Our struggle towards salvation is of equal worth in Christ’s Church. Our martyrdoms are honored the same way. Our service to the needy is as unto Christ. Our memories are held with esteem and icons are written. We all live with differing responsibilities and in different contexts. What counts is how we choose to obey God with what we are given. This is why hagiography has captured my attention: the medium of storytelling within the Church is neutral and holistic insofar as it shares to acts of heroic faith. It universally encourages all the faithful.

I will continue my thoughts and share my experiences of what it looks like to live out holiness in parish life. Be encouraged, women, there is a place for you in the Church!

What is Hagiography?

St. Luke the Evangelist

What makes a good story? Is it a compelling plot? Or do you need an emotional tie to a main character? Are you disappointed with unexpected endings? Are you a fact-checker with sci-fi or historical novels and give up if the author gets the details wrong? We all approach stories with assumptions about what makes them good or dissatisfying. Hagiography, or the recording of the lives of Orthodox saints, has these unspoken assumptions, or in modern terminology, ‘tropes’ for a specific goal. Over the course of several posts, I will explore what hagiography teaches us and the fruits we can gather from the lives of every kind of saint.

I am a trained archivist; my work was to take a jumble of papers from a person or event and impart physical order so as to make a coherent system for finding information. When working with personal papers, there were several ways to go about this, but the overarching picture was to keep in mind the whole of this person’s life trajectory. As I began creating lessons centered around the lives of women saints, I delved into dozens, if not hundreds of stories, sorting out representatives to help my students understand a particular theme. I naturally picked up on patterns in the language used to describe our Orthodox saints.
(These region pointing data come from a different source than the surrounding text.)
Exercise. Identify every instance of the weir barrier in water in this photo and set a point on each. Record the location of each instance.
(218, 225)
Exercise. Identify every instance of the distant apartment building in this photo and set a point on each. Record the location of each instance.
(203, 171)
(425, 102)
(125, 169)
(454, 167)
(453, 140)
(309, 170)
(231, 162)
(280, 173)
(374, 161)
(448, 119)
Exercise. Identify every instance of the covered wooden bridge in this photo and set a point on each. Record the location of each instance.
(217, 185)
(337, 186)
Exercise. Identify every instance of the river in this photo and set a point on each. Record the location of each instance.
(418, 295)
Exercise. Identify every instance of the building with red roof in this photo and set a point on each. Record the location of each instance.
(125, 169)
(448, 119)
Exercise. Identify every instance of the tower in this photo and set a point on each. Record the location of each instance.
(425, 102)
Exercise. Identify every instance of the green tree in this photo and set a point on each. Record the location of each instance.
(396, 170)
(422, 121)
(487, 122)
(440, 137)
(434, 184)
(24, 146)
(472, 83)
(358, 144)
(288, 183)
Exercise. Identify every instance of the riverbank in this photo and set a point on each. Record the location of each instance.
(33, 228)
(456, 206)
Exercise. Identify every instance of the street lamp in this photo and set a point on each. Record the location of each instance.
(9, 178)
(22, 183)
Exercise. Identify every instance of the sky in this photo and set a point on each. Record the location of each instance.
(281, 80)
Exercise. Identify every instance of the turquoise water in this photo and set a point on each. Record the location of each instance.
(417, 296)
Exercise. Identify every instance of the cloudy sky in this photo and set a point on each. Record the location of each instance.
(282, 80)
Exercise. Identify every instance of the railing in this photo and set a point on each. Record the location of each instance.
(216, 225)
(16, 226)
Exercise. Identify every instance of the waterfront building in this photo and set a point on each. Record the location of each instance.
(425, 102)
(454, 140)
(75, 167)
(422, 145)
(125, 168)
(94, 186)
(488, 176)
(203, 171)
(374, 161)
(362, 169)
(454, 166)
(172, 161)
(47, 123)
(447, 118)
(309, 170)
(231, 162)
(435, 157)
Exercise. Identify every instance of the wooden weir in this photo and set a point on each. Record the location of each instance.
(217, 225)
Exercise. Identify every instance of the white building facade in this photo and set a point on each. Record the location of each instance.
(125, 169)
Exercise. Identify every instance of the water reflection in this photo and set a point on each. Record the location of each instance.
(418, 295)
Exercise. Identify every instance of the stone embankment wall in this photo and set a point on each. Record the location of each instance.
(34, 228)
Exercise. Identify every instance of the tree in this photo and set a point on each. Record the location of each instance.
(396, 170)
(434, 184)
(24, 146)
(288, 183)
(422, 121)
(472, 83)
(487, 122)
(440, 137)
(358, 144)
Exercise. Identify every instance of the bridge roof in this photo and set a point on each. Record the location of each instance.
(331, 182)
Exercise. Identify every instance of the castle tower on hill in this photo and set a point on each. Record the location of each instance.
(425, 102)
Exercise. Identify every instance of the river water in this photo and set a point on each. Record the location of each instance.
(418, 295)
Were these patterns made by unspoken little ‘t’ tradition or were there rules? Like within the tradition of iconography, are there understood symbols and depictions transmuted in language? I quickly learned there has been no academic or lengthy analysis on what hagiography is or rubrics delineating how we remember the saints. This is surprising considering how much of our liturgical life is guided through well-honed patterns.

To start with a basic definition, hagiography is writing about holiness. The goal of writing about a saint is to record what is profitable from their life story for our salvation -or- how their lives are joined with God in the world. This act of recording takes a great deal of wisdom and is much more complex than a social historian like myself would encounter when writing a biographical essay in my discipline. My emerging thesis is that hagiography is mythos meets ethos using logos or a recurrent structured story that builds towards a defining shared character for a group of people which shows the Divine life in the world.